The doctor, it seems, through the medium of humour, suddenly became like any other man. Žižek also mentions in a footnote that the same process happened elsewhere during a communist radio programme, when a state bureaucrat was not only asked to discuss politics but also expected to answer questions about his sexual proclivities. With communism on the verge of collapse, the broadcasters hoped that the combination of seriousness and sexuality would create a more subversive image and make the bureaucrat appear as one of the people. Not only does authority become remarkably suspended during these moments, but by doing so creates an ironic justification for its own existence. In Žižek's words,
"One could also say that this scene renders the symptom of Power: the grotesque excess by means of which, in a unique short-circuit, attitudes which are officially opposed and mutually exclusive reveal their uncanny complicity, where the solemn agent of Power suddenly starts to wink at us across the table in a gesture of obscene solidarity, letting us know that the thing (i.e. his orders) is not to be taken too seriously and thereby consolidating his power."
What is even more interesting is that Žižek was discussing this as far back as 1996 and was, of course, talking about his experiences as a young man in the 1970s. Indeed, over the course of the last few years, and particularly in America, we have witnessed the rebirth of this exact phenomenon. Donald Trump, set up as a man of the people, may sound extremely stupid and uncouth from time to time but has around him a canny team of public relations experts - not to mention being able to rely on the convenience of mass media regurgitation - who are able to exploit many of his 'throwaway' remarks. Be they misogynist, anti-liberal, pro-Zionist or otherwise, these calculated platitudes soon have his supporters rolling in the aisles and it thus becomes a fulfilment of what Žižek says about power "winking" at us from across the divide. It is, in short, Stockholm syndrome of the highest order.

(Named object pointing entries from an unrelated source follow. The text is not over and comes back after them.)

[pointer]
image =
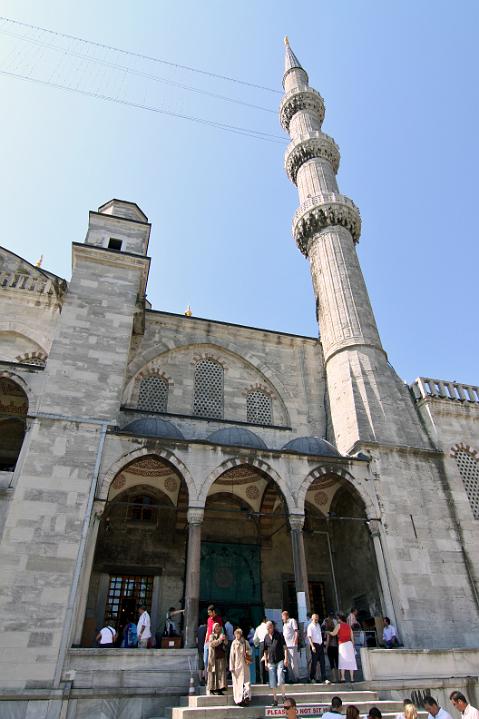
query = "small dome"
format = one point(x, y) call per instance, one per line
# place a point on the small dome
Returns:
point(153, 427)
point(237, 436)
point(312, 445)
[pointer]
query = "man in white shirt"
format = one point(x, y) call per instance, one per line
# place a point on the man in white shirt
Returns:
point(315, 639)
point(143, 628)
point(434, 710)
point(258, 640)
point(335, 710)
point(460, 702)
point(106, 637)
point(389, 634)
point(290, 633)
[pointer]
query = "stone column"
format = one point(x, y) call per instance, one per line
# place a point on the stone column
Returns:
point(296, 522)
point(192, 588)
point(388, 607)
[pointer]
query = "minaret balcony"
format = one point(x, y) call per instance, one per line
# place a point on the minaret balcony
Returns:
point(323, 211)
point(307, 147)
point(300, 99)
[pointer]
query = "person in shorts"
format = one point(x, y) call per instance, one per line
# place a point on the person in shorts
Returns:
point(276, 659)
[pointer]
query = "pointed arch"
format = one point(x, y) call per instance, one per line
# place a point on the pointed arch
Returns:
point(340, 473)
point(258, 464)
point(130, 457)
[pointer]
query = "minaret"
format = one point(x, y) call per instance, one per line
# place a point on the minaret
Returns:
point(368, 401)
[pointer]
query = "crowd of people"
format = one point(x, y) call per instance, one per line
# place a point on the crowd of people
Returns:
point(271, 654)
point(457, 699)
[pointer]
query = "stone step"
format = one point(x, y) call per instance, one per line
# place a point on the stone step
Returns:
point(332, 689)
point(263, 697)
point(212, 710)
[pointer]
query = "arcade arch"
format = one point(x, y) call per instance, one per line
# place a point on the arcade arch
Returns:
point(140, 550)
point(13, 413)
point(340, 555)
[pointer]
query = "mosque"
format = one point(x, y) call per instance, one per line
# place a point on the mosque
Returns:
point(166, 459)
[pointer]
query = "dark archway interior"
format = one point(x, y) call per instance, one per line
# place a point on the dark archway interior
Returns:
point(339, 551)
point(140, 551)
point(13, 412)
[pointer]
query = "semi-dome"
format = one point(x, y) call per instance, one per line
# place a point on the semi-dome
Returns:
point(154, 427)
point(238, 436)
point(312, 445)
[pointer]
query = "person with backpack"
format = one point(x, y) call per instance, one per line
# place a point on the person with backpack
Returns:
point(106, 637)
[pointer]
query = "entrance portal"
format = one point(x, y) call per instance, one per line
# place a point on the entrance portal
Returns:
point(246, 555)
point(231, 580)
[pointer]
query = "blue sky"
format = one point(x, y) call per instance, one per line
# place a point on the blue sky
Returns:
point(400, 85)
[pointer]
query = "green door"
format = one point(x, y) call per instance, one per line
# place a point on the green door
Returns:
point(231, 580)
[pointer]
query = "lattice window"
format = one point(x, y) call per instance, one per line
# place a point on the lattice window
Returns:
point(208, 397)
point(125, 595)
point(37, 359)
point(259, 408)
point(153, 394)
point(469, 471)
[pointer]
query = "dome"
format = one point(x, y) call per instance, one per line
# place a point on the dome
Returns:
point(153, 427)
point(312, 445)
point(237, 436)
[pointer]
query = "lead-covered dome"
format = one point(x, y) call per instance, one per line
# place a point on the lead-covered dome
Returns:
point(237, 436)
point(154, 427)
point(312, 445)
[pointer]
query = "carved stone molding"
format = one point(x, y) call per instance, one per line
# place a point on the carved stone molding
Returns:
point(325, 211)
point(195, 515)
point(297, 100)
point(321, 146)
point(296, 522)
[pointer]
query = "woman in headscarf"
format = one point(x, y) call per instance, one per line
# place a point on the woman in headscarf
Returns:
point(347, 657)
point(217, 660)
point(240, 659)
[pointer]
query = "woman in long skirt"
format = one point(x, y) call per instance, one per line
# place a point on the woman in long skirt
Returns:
point(347, 656)
point(217, 660)
point(240, 658)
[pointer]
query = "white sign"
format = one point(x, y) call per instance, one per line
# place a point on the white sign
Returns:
point(309, 710)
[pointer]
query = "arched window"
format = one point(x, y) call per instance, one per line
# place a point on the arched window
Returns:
point(259, 408)
point(13, 411)
point(153, 394)
point(35, 358)
point(141, 508)
point(468, 467)
point(208, 394)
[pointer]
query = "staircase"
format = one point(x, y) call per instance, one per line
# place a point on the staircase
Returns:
point(200, 706)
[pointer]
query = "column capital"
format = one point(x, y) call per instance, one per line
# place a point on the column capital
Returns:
point(374, 526)
point(195, 515)
point(296, 522)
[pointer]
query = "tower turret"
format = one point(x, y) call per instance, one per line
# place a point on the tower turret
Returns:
point(367, 398)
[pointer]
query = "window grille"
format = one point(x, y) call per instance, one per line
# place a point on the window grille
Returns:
point(469, 471)
point(259, 408)
point(153, 394)
point(208, 396)
point(125, 594)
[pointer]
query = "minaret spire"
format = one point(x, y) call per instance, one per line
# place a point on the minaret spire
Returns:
point(363, 388)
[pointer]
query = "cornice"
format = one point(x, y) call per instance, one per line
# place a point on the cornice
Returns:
point(296, 100)
point(323, 211)
point(318, 145)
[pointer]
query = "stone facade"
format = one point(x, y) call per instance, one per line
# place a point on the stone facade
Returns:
point(146, 439)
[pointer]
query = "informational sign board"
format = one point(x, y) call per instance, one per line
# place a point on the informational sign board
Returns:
point(307, 710)
point(274, 615)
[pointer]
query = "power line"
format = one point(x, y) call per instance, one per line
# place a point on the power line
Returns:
point(140, 55)
point(256, 134)
point(131, 71)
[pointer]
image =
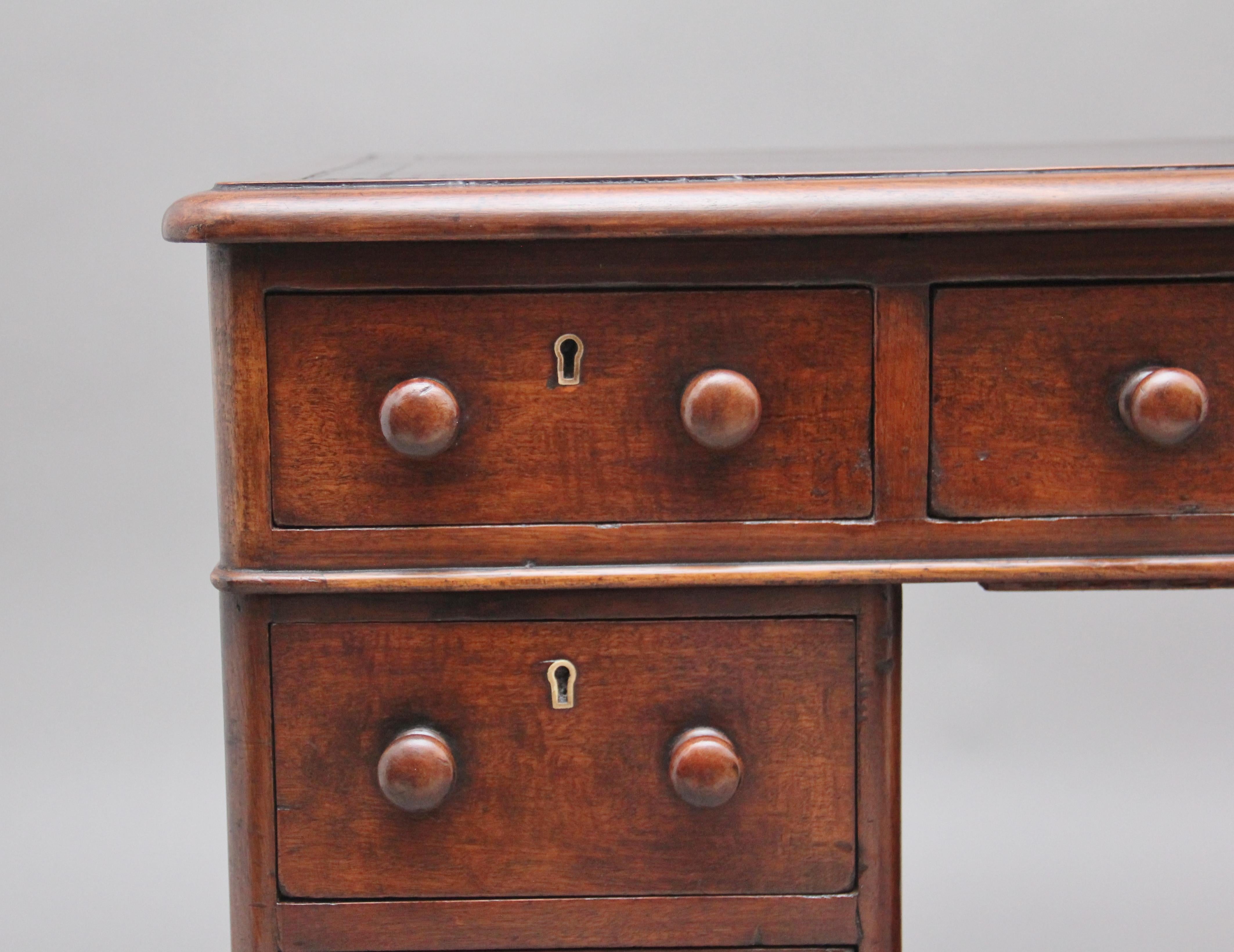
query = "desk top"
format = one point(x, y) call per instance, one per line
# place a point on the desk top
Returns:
point(1131, 185)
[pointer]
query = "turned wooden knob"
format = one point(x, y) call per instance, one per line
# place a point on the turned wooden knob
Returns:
point(418, 770)
point(721, 409)
point(704, 767)
point(420, 417)
point(1164, 405)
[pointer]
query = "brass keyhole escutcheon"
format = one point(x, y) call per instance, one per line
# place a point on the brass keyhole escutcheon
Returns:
point(562, 676)
point(569, 361)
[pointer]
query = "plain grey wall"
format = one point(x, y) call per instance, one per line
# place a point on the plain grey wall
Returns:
point(1068, 758)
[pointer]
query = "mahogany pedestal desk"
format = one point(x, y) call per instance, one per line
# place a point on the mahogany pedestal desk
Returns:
point(564, 516)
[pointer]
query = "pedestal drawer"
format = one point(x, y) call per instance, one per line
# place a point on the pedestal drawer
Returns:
point(558, 759)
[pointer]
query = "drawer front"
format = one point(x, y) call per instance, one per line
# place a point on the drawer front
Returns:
point(572, 801)
point(1027, 390)
point(527, 449)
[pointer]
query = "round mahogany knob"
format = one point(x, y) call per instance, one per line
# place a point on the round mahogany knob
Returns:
point(704, 767)
point(418, 770)
point(1164, 405)
point(420, 417)
point(721, 409)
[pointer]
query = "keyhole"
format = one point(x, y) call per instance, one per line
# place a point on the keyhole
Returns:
point(569, 361)
point(561, 679)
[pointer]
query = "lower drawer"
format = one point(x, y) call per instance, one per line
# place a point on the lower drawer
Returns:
point(582, 778)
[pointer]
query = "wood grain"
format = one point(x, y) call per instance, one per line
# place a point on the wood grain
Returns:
point(574, 802)
point(901, 380)
point(250, 539)
point(879, 692)
point(825, 205)
point(250, 745)
point(1133, 570)
point(645, 922)
point(1026, 417)
point(611, 449)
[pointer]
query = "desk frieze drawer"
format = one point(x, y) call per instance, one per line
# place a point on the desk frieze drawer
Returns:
point(566, 759)
point(392, 410)
point(1083, 400)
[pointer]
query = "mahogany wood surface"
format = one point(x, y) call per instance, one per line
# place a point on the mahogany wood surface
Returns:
point(252, 539)
point(637, 922)
point(1164, 406)
point(1017, 378)
point(420, 417)
point(1026, 390)
point(1127, 570)
point(705, 767)
point(721, 410)
point(416, 770)
point(250, 747)
point(611, 449)
point(806, 205)
point(575, 802)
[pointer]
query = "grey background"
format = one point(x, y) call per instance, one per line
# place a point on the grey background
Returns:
point(1068, 758)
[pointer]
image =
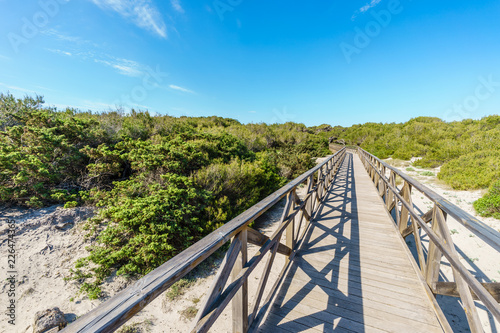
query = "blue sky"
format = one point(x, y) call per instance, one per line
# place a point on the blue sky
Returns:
point(335, 62)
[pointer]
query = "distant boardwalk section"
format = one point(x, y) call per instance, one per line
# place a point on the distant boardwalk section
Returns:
point(353, 272)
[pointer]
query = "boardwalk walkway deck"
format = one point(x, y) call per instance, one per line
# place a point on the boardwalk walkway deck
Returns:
point(352, 272)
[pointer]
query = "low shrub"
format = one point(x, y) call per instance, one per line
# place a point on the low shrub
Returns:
point(489, 205)
point(472, 171)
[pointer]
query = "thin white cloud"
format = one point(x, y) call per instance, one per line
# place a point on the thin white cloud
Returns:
point(60, 36)
point(172, 86)
point(17, 89)
point(141, 12)
point(177, 6)
point(124, 66)
point(61, 52)
point(365, 8)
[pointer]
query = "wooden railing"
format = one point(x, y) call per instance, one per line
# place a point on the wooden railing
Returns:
point(399, 203)
point(294, 222)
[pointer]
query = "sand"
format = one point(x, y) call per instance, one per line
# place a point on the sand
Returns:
point(48, 245)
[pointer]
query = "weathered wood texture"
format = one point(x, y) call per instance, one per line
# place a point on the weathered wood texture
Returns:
point(466, 286)
point(110, 315)
point(352, 271)
point(483, 231)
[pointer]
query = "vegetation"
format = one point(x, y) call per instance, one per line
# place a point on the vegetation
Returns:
point(489, 205)
point(160, 183)
point(468, 150)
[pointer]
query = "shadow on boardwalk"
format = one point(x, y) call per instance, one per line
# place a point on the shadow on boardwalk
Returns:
point(319, 296)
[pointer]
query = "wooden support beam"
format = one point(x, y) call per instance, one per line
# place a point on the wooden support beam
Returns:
point(256, 238)
point(220, 279)
point(450, 289)
point(427, 217)
point(462, 286)
point(240, 300)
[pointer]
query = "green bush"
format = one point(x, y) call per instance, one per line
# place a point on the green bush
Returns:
point(489, 205)
point(472, 171)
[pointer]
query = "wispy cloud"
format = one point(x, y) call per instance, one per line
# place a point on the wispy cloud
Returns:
point(61, 52)
point(372, 4)
point(177, 6)
point(124, 66)
point(142, 13)
point(17, 89)
point(60, 36)
point(172, 86)
point(365, 8)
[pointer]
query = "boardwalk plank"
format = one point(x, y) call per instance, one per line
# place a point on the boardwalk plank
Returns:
point(352, 272)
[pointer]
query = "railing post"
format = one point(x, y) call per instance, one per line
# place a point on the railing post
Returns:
point(462, 287)
point(240, 300)
point(434, 255)
point(290, 229)
point(404, 212)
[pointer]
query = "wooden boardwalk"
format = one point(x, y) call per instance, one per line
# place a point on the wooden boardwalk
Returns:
point(353, 272)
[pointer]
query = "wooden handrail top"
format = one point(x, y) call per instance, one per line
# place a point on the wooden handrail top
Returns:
point(110, 315)
point(480, 229)
point(483, 295)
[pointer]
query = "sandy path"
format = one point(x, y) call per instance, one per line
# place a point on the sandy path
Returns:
point(47, 248)
point(481, 260)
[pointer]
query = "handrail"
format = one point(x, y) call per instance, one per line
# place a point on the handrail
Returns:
point(110, 315)
point(483, 231)
point(408, 222)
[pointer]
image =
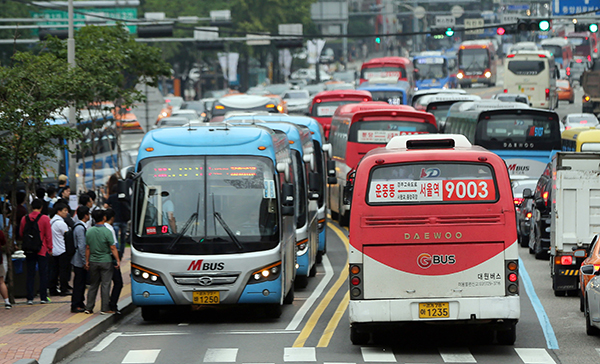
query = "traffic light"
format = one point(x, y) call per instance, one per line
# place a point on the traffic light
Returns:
point(542, 25)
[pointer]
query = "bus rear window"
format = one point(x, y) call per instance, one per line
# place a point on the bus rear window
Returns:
point(437, 183)
point(526, 68)
point(382, 131)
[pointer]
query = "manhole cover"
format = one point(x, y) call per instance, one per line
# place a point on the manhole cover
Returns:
point(38, 331)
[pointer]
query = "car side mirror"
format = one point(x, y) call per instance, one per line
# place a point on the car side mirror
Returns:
point(314, 186)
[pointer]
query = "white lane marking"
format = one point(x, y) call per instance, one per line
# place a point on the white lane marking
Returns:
point(299, 316)
point(534, 356)
point(220, 355)
point(157, 333)
point(277, 332)
point(106, 341)
point(378, 354)
point(141, 357)
point(299, 354)
point(457, 355)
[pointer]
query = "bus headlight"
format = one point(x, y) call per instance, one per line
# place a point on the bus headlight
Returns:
point(264, 274)
point(145, 275)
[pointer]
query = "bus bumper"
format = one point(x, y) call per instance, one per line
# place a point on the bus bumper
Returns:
point(464, 309)
point(144, 294)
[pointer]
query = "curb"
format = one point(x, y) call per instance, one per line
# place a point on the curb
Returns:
point(73, 341)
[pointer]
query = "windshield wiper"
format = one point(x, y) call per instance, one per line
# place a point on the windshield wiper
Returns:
point(185, 227)
point(227, 230)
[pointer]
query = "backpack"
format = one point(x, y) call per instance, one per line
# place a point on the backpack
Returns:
point(32, 239)
point(70, 245)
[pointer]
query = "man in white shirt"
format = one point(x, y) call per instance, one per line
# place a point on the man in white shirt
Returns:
point(60, 263)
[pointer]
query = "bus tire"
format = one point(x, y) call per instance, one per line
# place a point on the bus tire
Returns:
point(150, 313)
point(359, 338)
point(273, 310)
point(507, 337)
point(289, 298)
point(301, 281)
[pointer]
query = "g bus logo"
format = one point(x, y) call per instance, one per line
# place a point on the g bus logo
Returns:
point(430, 172)
point(426, 260)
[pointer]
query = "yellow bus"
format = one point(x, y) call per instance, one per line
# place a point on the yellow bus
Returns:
point(581, 140)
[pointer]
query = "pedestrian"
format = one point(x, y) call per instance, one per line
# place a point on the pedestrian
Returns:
point(60, 264)
point(117, 278)
point(78, 260)
point(3, 289)
point(43, 232)
point(99, 248)
point(122, 215)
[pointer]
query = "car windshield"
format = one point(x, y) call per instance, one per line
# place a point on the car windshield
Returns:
point(188, 197)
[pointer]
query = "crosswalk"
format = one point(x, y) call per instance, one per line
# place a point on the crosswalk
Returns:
point(367, 354)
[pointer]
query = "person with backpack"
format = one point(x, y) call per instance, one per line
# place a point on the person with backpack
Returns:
point(78, 260)
point(60, 264)
point(37, 243)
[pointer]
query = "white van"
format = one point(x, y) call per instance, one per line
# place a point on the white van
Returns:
point(534, 74)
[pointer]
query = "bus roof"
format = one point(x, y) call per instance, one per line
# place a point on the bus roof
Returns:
point(214, 139)
point(387, 60)
point(341, 94)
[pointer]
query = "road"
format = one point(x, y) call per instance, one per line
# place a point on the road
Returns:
point(314, 329)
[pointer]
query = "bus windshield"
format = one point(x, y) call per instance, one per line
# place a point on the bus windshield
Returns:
point(530, 132)
point(382, 131)
point(383, 72)
point(430, 68)
point(328, 108)
point(206, 205)
point(475, 59)
point(392, 97)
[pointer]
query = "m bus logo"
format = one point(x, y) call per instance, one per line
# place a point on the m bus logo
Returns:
point(426, 260)
point(198, 265)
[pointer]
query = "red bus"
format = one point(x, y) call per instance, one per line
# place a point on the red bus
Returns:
point(476, 63)
point(433, 238)
point(387, 70)
point(358, 128)
point(326, 102)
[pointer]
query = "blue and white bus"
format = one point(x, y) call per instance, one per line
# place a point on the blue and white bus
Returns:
point(304, 163)
point(321, 150)
point(432, 70)
point(526, 138)
point(213, 220)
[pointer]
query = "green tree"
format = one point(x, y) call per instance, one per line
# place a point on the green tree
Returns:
point(31, 92)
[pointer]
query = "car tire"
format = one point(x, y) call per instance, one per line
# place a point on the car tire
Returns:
point(589, 328)
point(359, 338)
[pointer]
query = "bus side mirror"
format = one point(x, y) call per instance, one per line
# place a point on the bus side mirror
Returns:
point(331, 175)
point(314, 186)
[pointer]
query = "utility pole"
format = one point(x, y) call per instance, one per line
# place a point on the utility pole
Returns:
point(72, 111)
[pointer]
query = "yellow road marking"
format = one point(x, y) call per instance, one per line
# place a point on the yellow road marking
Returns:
point(334, 322)
point(318, 312)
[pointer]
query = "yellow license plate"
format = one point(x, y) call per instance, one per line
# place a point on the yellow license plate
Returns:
point(207, 297)
point(434, 310)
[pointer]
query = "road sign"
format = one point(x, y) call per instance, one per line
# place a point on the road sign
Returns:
point(457, 11)
point(445, 21)
point(420, 12)
point(474, 23)
point(568, 7)
point(509, 18)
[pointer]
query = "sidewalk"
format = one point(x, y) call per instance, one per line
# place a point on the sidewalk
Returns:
point(50, 333)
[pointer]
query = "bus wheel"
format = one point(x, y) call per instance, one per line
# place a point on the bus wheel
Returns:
point(273, 310)
point(289, 298)
point(507, 337)
point(359, 338)
point(150, 313)
point(301, 281)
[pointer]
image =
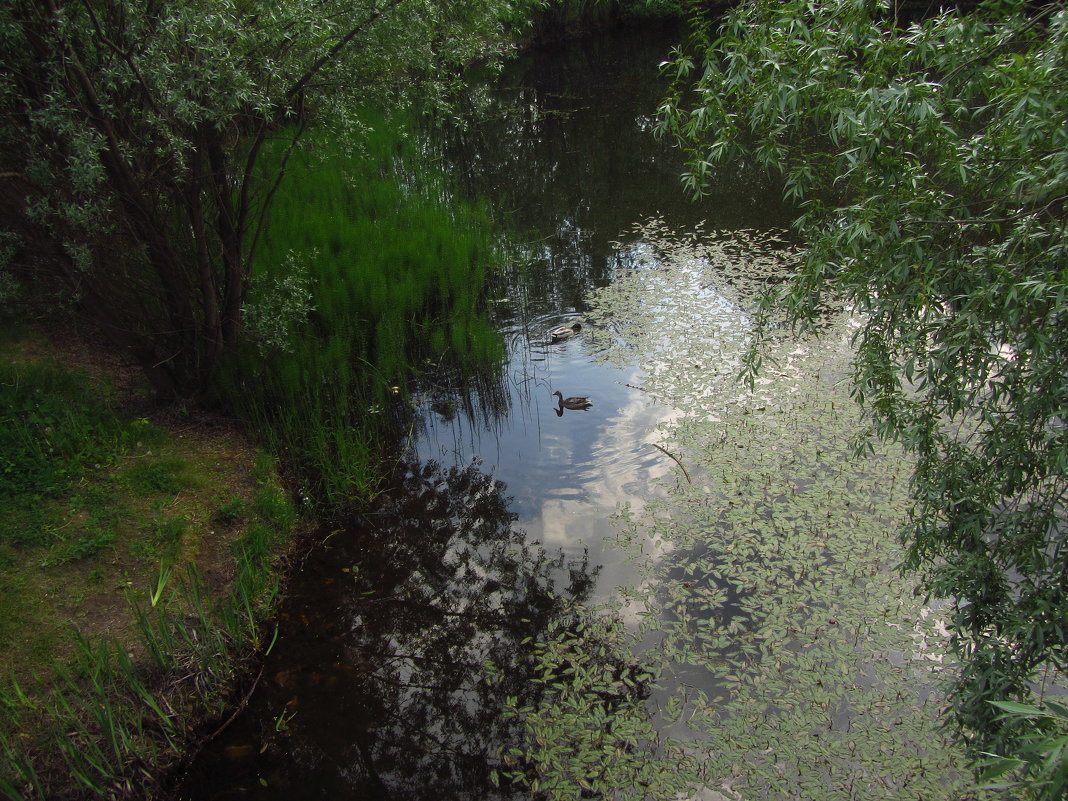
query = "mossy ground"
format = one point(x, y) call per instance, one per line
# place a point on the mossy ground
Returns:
point(178, 488)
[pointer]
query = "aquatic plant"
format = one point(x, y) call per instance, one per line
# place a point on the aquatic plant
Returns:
point(371, 277)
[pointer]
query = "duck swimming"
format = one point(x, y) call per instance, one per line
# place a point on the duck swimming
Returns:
point(564, 332)
point(576, 403)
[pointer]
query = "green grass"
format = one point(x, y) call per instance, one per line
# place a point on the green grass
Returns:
point(371, 277)
point(106, 521)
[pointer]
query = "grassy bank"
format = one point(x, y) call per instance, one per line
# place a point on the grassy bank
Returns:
point(138, 549)
point(372, 282)
point(136, 562)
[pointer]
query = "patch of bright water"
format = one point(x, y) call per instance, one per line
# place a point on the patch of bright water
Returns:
point(432, 643)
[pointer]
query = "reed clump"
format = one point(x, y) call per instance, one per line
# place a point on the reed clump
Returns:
point(372, 277)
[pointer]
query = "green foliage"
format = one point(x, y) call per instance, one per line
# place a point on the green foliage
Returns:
point(108, 726)
point(930, 162)
point(1041, 758)
point(53, 430)
point(372, 276)
point(796, 662)
point(131, 135)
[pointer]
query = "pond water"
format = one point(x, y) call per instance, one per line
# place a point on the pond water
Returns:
point(408, 641)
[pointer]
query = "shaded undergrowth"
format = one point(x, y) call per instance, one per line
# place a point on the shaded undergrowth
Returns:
point(136, 565)
point(371, 280)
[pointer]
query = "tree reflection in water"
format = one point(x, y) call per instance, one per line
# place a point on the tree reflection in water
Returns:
point(377, 687)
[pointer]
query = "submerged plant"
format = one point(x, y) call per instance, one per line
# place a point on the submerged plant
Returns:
point(794, 660)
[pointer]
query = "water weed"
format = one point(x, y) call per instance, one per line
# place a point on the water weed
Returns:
point(371, 279)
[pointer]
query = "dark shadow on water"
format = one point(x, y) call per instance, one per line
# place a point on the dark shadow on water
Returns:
point(377, 686)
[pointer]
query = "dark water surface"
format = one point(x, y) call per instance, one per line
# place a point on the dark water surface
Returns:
point(375, 686)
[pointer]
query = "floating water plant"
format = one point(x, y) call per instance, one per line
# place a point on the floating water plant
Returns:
point(794, 660)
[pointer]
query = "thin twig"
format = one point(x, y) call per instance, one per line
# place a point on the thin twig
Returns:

The consequences of this process, as we know well from the last century, often becomes a brutal justification for all kinds of political excess. And when the boot is on the other foot, a new administrator steps in to apply the same treatment to those whose inane laughter is beginning to pale. The 'doctor' may change from time to time, but all that really happens is that the grinning 'patients' and the humiliated 'soldier' merely trade places.